Ben Shepherd
Consulting Fellow, Africa Programme
 
Given voters' lack of options, Yoweri Museveni can command real support, but his style of politics cannot survive the country’s coming demographic change.
A woman walks past a Ugandan soldier and election posters in Kampala on 19 February 2016. Photo by Getty Images.
 
A woman walks past a Ugandan soldier and election posters in Kampala on 19 February 2016. Photo by Getty Images.

Uganda’s election results are in, and Yoweri Museveni is the winner. Of course, the opposition has cried foul, alleging repression, vote rigging, a politically-biased electoral commission and wildly different levels of financing. Many of these complaints are likely well-founded, though it is very difficult to judge the extent to which they impacted the result. Observer missions have yet to release their assessments, but they are likely to repeat the verdict on previous elections; that there were irregularities, most glaringly over intimidation of the opposition and the misuse of state funds, but that the result broadly represents the will of the Ugandan people.  

Uncomfortably for Museveni’s critics, this may well be true. Most of Uganda’s people still live in rural areas where Museveni’s support has traditionally been strong. He is still personally appreciated by many Ugandans, notably older generations, for having brought stability after the chaos of the Idi Amin years and subsequent violence. And Uganda has made significant strides towards development over the 30 years that Museveni has been in office, albeit slowing in recent years. All these factors will have contributed to buttressing his vote.  

But this only tells half the story. While the result may indeed represent the will of the Ugandan people, this will was expressed within extremely narrow parameters. Both leading opposition candidates – Kizza Besigye and Amama Mbabazi, a former prime minister – have strong links to the military and are from the southwest of the country, like Museveni. Both played prominent roles in the rebellion that unseated former President Milton Obote and brought Museveni to power in 1986. Mbabazi was a key Museveni insider as recently as 2014, perhaps explaining why his high pre-election profile only translated to 1.4% of the vote. Besigye was fighting on a platform that hadn’t noticeably evolved since his first campaign in 2001, and he has now gained between 26 and 37% of the vote in four straight elections. Though Besigye did marginally better this time than in 2011, Museveni was nearly a million votes past the 50% mark that he needed to avoid a second round run-off.

Opposition troubles

So, given the striking lack of variety in the choices available to them, it is entirely plausible that a majority of Ugandans opted for Museveni. What is more difficult to understand is why the opposition followed a pathway that had repeatedly been demonstrated not to work. And there are real political grievances in Uganda, most importantly around infrastructure, corruption and growth, and millions of young people facing a future without employment. It should be fertile ground for much-needed political innovation, leadership and dynamism.

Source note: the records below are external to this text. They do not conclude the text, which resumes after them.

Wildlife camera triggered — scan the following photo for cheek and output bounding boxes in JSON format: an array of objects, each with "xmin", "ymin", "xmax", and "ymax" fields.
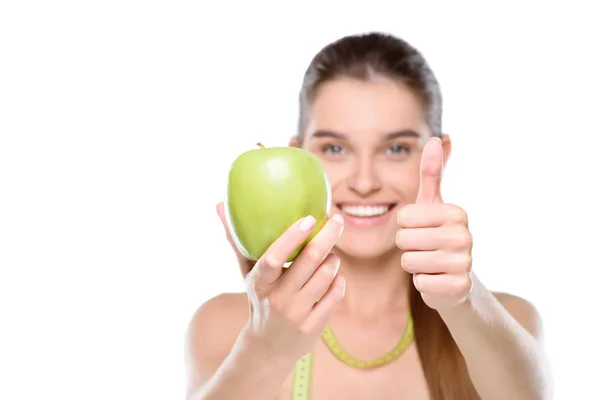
[
  {"xmin": 384, "ymin": 161, "xmax": 422, "ymax": 198},
  {"xmin": 314, "ymin": 158, "xmax": 348, "ymax": 187},
  {"xmin": 400, "ymin": 172, "xmax": 421, "ymax": 196},
  {"xmin": 303, "ymin": 151, "xmax": 348, "ymax": 202}
]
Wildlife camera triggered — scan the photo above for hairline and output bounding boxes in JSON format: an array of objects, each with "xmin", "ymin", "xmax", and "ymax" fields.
[{"xmin": 296, "ymin": 73, "xmax": 440, "ymax": 147}]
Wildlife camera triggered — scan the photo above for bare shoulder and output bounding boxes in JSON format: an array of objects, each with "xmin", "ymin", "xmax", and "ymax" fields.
[
  {"xmin": 185, "ymin": 291, "xmax": 250, "ymax": 349},
  {"xmin": 493, "ymin": 291, "xmax": 544, "ymax": 341},
  {"xmin": 184, "ymin": 292, "xmax": 249, "ymax": 395}
]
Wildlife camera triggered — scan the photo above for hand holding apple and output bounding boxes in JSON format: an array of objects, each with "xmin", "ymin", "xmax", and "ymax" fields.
[
  {"xmin": 238, "ymin": 213, "xmax": 346, "ymax": 364},
  {"xmin": 214, "ymin": 142, "xmax": 346, "ymax": 364},
  {"xmin": 396, "ymin": 137, "xmax": 474, "ymax": 310}
]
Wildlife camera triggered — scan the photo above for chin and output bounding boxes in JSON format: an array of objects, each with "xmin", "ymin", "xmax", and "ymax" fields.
[{"xmin": 335, "ymin": 233, "xmax": 397, "ymax": 260}]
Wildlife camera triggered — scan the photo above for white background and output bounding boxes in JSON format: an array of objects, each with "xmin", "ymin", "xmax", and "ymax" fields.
[{"xmin": 1, "ymin": 1, "xmax": 598, "ymax": 399}]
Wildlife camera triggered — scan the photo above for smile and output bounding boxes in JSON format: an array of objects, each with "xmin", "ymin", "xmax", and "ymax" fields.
[{"xmin": 336, "ymin": 203, "xmax": 397, "ymax": 227}]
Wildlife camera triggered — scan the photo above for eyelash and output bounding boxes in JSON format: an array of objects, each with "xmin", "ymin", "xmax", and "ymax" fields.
[
  {"xmin": 320, "ymin": 143, "xmax": 411, "ymax": 156},
  {"xmin": 322, "ymin": 144, "xmax": 344, "ymax": 154},
  {"xmin": 386, "ymin": 144, "xmax": 410, "ymax": 155}
]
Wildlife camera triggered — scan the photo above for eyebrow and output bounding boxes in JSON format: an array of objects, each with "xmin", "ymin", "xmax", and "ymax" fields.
[{"xmin": 311, "ymin": 129, "xmax": 421, "ymax": 141}]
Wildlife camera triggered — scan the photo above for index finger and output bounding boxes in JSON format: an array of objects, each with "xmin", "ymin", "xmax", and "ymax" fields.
[{"xmin": 250, "ymin": 215, "xmax": 318, "ymax": 286}]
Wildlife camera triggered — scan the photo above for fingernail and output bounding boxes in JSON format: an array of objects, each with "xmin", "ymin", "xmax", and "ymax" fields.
[
  {"xmin": 332, "ymin": 213, "xmax": 344, "ymax": 225},
  {"xmin": 299, "ymin": 215, "xmax": 316, "ymax": 232}
]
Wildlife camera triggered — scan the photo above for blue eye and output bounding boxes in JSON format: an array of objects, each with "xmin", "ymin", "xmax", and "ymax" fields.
[
  {"xmin": 387, "ymin": 145, "xmax": 409, "ymax": 155},
  {"xmin": 323, "ymin": 144, "xmax": 344, "ymax": 154}
]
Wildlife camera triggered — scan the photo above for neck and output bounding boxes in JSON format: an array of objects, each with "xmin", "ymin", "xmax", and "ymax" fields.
[{"xmin": 333, "ymin": 248, "xmax": 412, "ymax": 320}]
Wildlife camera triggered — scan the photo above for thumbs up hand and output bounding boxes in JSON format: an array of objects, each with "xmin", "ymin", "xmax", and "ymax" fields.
[{"xmin": 396, "ymin": 137, "xmax": 473, "ymax": 310}]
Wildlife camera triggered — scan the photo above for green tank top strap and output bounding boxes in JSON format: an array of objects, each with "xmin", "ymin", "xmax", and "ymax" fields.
[{"xmin": 291, "ymin": 351, "xmax": 313, "ymax": 400}]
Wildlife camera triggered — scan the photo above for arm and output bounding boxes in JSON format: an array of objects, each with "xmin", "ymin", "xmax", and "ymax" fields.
[
  {"xmin": 190, "ymin": 209, "xmax": 345, "ymax": 400},
  {"xmin": 398, "ymin": 138, "xmax": 553, "ymax": 399},
  {"xmin": 184, "ymin": 294, "xmax": 295, "ymax": 400},
  {"xmin": 437, "ymin": 274, "xmax": 553, "ymax": 400}
]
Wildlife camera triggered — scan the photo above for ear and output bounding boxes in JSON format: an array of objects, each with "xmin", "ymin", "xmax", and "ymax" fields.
[
  {"xmin": 288, "ymin": 135, "xmax": 299, "ymax": 148},
  {"xmin": 440, "ymin": 133, "xmax": 452, "ymax": 168}
]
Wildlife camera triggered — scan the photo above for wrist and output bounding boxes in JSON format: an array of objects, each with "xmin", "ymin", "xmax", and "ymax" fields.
[
  {"xmin": 238, "ymin": 323, "xmax": 298, "ymax": 375},
  {"xmin": 436, "ymin": 274, "xmax": 480, "ymax": 322}
]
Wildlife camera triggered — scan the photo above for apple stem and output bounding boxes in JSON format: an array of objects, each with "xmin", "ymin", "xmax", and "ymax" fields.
[{"xmin": 256, "ymin": 142, "xmax": 265, "ymax": 149}]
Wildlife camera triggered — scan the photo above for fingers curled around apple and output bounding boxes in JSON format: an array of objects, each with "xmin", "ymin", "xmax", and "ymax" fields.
[
  {"xmin": 248, "ymin": 215, "xmax": 319, "ymax": 292},
  {"xmin": 275, "ymin": 214, "xmax": 344, "ymax": 294},
  {"xmin": 291, "ymin": 252, "xmax": 341, "ymax": 318}
]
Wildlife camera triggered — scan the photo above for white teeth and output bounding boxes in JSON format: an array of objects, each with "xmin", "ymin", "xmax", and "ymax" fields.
[{"xmin": 341, "ymin": 205, "xmax": 390, "ymax": 217}]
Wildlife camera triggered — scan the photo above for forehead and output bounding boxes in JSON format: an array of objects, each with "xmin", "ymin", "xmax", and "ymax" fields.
[{"xmin": 306, "ymin": 76, "xmax": 429, "ymax": 140}]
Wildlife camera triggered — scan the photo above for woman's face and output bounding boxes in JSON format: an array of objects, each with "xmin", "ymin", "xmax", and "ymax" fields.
[{"xmin": 294, "ymin": 76, "xmax": 450, "ymax": 260}]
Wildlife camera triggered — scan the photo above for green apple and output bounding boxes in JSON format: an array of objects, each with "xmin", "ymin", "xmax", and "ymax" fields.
[{"xmin": 224, "ymin": 142, "xmax": 331, "ymax": 263}]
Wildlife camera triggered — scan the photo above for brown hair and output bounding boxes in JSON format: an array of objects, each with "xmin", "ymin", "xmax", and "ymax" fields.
[{"xmin": 296, "ymin": 32, "xmax": 480, "ymax": 400}]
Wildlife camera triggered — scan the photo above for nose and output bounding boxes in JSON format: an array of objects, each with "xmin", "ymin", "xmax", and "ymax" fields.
[{"xmin": 347, "ymin": 157, "xmax": 382, "ymax": 196}]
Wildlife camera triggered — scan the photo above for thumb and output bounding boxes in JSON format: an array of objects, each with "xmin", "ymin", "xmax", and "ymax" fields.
[
  {"xmin": 416, "ymin": 137, "xmax": 444, "ymax": 204},
  {"xmin": 216, "ymin": 201, "xmax": 239, "ymax": 251},
  {"xmin": 216, "ymin": 201, "xmax": 255, "ymax": 276},
  {"xmin": 216, "ymin": 201, "xmax": 228, "ymax": 230}
]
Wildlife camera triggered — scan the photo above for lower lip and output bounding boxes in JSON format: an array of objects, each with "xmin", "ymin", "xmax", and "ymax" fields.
[{"xmin": 338, "ymin": 205, "xmax": 396, "ymax": 228}]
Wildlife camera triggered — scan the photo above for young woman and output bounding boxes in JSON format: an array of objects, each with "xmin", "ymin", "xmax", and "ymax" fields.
[{"xmin": 185, "ymin": 32, "xmax": 552, "ymax": 400}]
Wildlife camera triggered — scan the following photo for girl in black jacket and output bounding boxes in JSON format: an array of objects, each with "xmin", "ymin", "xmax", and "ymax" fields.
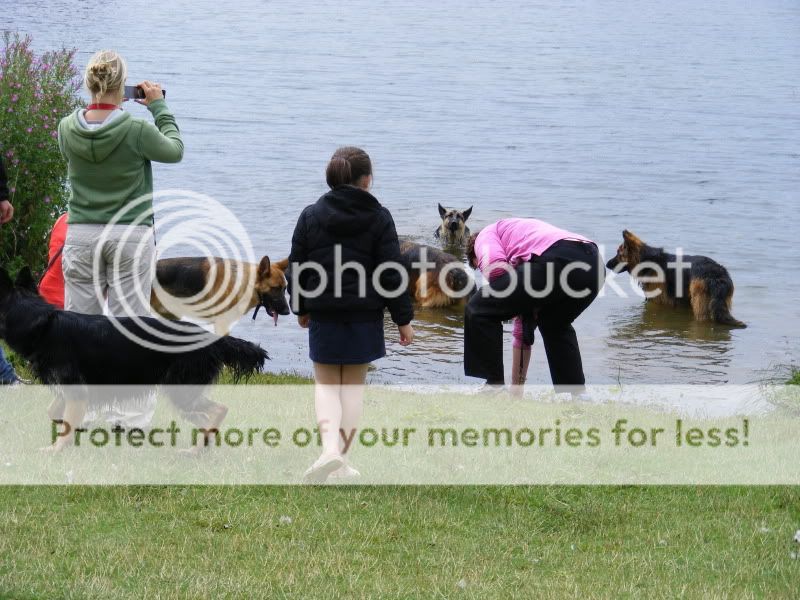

Why did this dog not bark? Patronage is part of the answer. Politics has become a process of auditioning for jobs in government, and access to state resources. Running for parliament is expensive, making new-intake MPs – who should be at the vanguard of change – more amenable to making a deal rather than making more than temporary trouble. A heavy-handed security apparatus plays a role – the repeated arrests of Besigye in this and previous electoral campaigns, the militarization of policing and the recruitment of thousands of young ‘crime preventers’ at village level all act to undermine opposition. Ugandan politics is complicated by multiple cross-cutting cleavages − of region, ethnicity, religion and culture – and fractured into 111 sub-national political units; Nigeria, by contrast, has 36. This generates jobs – for the right candidates – and makes it difficult for any new political movement to generate momentum and coherence. Museveni’s party – the National Resistance Movement – is symbiotic with the state, particularly at local levels, and is the only actor with real national organization and reach.

Sclerotic model

So while there may well have been some direct manipulation of the electoral process, on a more fundamental level, Uganda’s politics has been moulded by Museveni over many years to make such excesses almost unnecessary. But while effective, the suite of measures that have achieved this all have one thing in common; they are expensive. Pulling the new parliament into line will take significant investment, as would any putative constitutional change – necessary to let Museveni run for yet another term – to increase the age limit for presidential candidates. Uganda’s economy is already feeling the pinch.

Uganda’s donor partners have so far seemed content to tolerate Museveni’s machinations, in return for some development progress and Uganda’s regional leadership across a range of security issues, from Somalia to Burundi. But the growth that Uganda needs to dampen its approaching demographic tidal wave – half of Uganda’s rapidly growing population is under 15 – will demand huge private sector investment from businesses that are wary of sinking vast costs before the parameters of the post-Museveni political landscape are drawn.

Museveni is caught on the horns of a catch-22. Maintaining stability under the current dispensation will demand cash that may not be available in the absence of some sort of road map to the future, but developing an inclusive vision for Uganda’s politics would necessitate a release of the personal control he has worked so hard to build. His model has given the country 30 years of relative peace and some much-needed progress. But sustaining this in years to come will demand the kind of political openness and dynamism he has spent decades neutering.